Prospective cohort studies in the general population, such as the PAQUID study, or the Three Cities study in France, have shed more light on the natural course of the disease. These studies follow up volunteers aged over 65 years and not presenting any cognitive disorders at entry into the cohort, over several decades, so as to monitor the possible onset of Alzheimer's disease. Detailed analysis of the neuropsychological tests on subjects included in these studies has shown that these individuals already presented changes in their cognitive function more than 10 to 15 years before developing any symptoms. This confirms that the pathological process progresses very slowly with compensation for varying lengths of time, according to the individuals.
Greater compensation is observed the higher the level of education. The underlying biological hypothesis is that education, the degree of brain stimulation and social relationships apparently stimulate the development of a dense neuronal network which allows compensation over longer periods for lesions induced by Alzheimer's disease. This is known as cognitive reserve.
Hence, stimulating the brain so as to encourage the development of this cognitive reserve is said to delay the first signs of the disease.
Challenges facing research
Fundamental research and clarification of the mechanisms behind Alzheimer's disease have made it possible to evidence new therapeutic targets for slowing or attempting to treat this disorder. Several therapeutic agents are currently in development. Most of these aim to block the accumulation of amyloid peptides. Others, such as methylene blue derivatives, attempt to fight against tau protein aggregation.
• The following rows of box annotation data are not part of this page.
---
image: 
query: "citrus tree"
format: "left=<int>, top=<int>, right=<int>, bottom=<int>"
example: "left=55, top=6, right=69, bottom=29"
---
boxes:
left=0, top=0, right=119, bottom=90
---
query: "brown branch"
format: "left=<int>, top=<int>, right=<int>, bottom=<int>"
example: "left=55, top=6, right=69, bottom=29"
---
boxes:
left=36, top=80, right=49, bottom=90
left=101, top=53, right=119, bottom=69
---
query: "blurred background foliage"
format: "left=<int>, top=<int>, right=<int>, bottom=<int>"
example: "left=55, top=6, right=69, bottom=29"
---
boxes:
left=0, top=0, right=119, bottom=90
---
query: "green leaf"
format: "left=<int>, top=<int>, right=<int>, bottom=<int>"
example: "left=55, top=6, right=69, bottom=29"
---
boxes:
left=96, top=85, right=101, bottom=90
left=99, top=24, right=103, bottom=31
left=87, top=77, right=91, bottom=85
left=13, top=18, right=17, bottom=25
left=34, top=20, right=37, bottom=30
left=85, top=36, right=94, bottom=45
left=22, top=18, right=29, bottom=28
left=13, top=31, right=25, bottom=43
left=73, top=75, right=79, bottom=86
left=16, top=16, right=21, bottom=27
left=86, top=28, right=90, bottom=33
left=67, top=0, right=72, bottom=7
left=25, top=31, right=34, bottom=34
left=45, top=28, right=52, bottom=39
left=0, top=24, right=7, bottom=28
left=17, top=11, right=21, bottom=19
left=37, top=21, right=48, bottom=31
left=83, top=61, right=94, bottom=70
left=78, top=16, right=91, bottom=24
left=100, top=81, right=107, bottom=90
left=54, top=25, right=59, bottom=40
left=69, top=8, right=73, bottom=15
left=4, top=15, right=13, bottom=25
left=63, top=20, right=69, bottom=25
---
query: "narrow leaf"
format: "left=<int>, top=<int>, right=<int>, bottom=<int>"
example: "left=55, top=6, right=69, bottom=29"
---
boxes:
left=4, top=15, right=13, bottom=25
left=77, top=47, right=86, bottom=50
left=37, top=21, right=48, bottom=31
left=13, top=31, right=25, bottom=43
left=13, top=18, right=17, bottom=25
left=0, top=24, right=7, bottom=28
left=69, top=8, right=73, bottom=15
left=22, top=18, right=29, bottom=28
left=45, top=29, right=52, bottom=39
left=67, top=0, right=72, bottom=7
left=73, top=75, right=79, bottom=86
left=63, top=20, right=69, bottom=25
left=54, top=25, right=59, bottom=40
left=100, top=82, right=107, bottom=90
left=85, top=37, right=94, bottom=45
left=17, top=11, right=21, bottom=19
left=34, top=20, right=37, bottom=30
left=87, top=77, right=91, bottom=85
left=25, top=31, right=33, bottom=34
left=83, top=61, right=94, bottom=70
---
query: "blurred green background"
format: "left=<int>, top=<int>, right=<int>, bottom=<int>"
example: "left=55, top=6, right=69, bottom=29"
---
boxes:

The currently most widely developed approach is still nonetheless immunotherapy, used to eliminate the beta-amyloid peptide. This strategy involves injecting highly specific antibodies directed against the peptide (passive immunotherapy) or vaccinating patients against it (active immunotherapy). The second approach is based on injecting a peptide with a similar structure, to stimulate the immune system and increase its efficacy in eliminating amyloid proteins which accumulate in the brain.
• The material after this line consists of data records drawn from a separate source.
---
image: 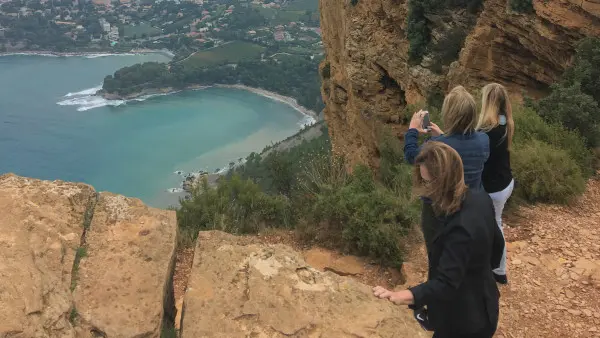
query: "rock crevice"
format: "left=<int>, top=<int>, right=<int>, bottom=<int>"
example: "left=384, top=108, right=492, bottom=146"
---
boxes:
left=320, top=0, right=600, bottom=168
The results of clinical trials implemented to date have proven disappointing. The strategy is able to induce an immune reaction, but without an apparent reduction in symptoms. However, insofar as the patients treated in these trials are in the moderate stages of the disease, even if these treatments are effective, the state of their brain and the limitations of their cognitive reserve no longer allow them to regain sufficient intellectual function. It would thus be necessary to test these treatments earlier, before the first symptoms appear.
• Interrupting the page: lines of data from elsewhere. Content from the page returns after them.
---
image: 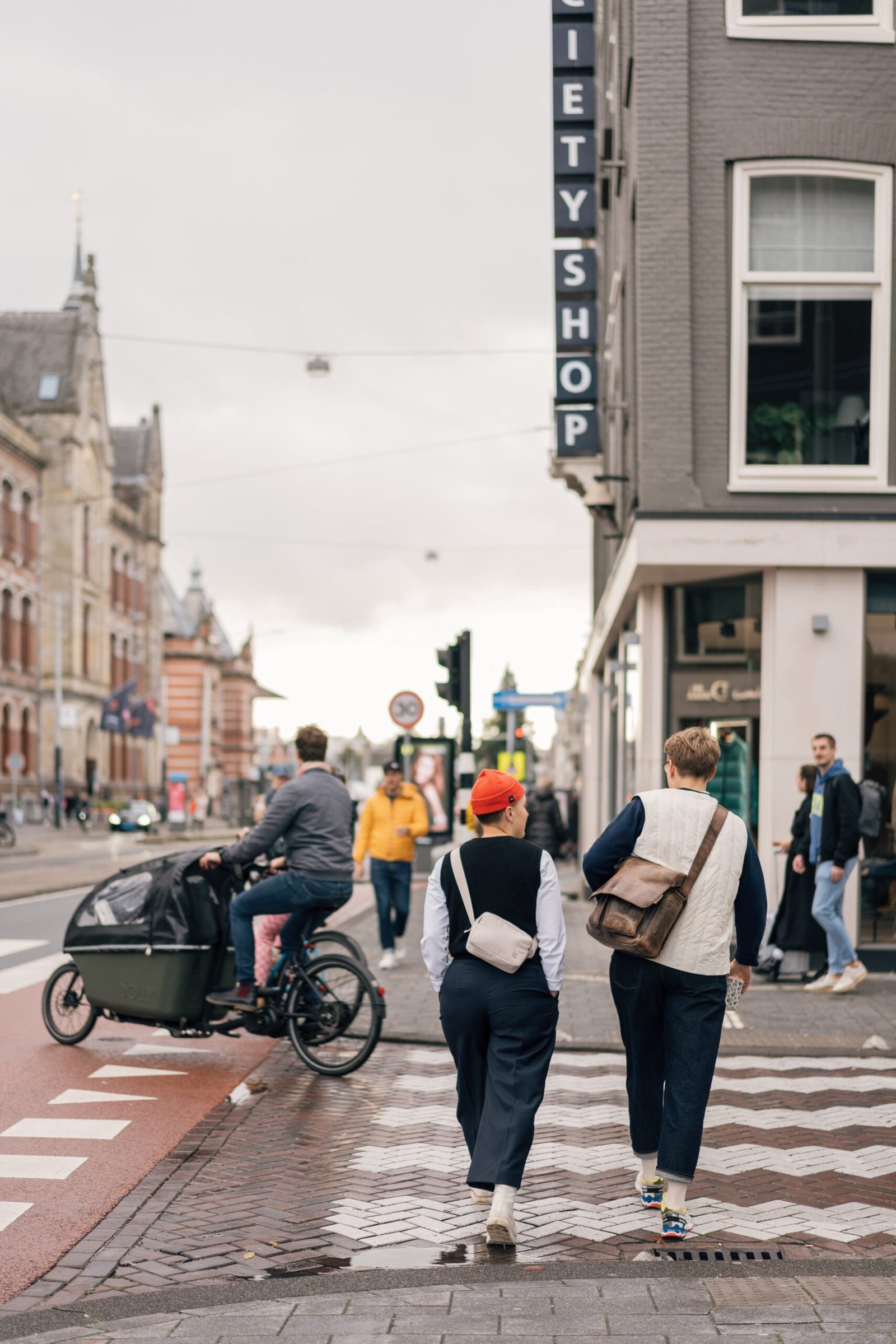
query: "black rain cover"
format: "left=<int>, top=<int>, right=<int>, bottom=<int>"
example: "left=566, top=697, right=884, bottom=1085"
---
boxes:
left=63, top=850, right=230, bottom=951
This poses major ethical problems, particularly regarding the need to test for and diagnose the disease in healthy subjects, years before the first signs of Alzheimer's disease develop. However, two trials are currently in progress in early-onset familial forms, in which high-risk patients can be identified with almost complete certainty thanks to genetic tests. This concerns the DIAN-TU trial (Dominantly Inherited Alzheimer Network Trial), which is testing two products which aim to eliminate the amyloid peptide from the brain: gantenerumab (a monoclonal antibody administered by subcutaneous injection every 4 weeks) and solanezumab (another monoclonal antibody delivered intravenously, also every 4 weeks). This trial is coordinated at CHU de Rouen in France.
Another trial, API (Alzheimer’s Prevention Initiative), is currently being conducted in Colombia where dozens of members of a very large family suffer from the hereditary form of the disease. The authors have identified the causative mutation in more than 500 members of this family, and have initiated an immunotherapy trial, also targeting the beta-amyloid protein. The study product is a third monoclonal antibody (crenezumab).
Antibodies directed against the phosphorylated tau protein are also being tested, together with vaccines against this protein (namely the ACI-35 vaccine).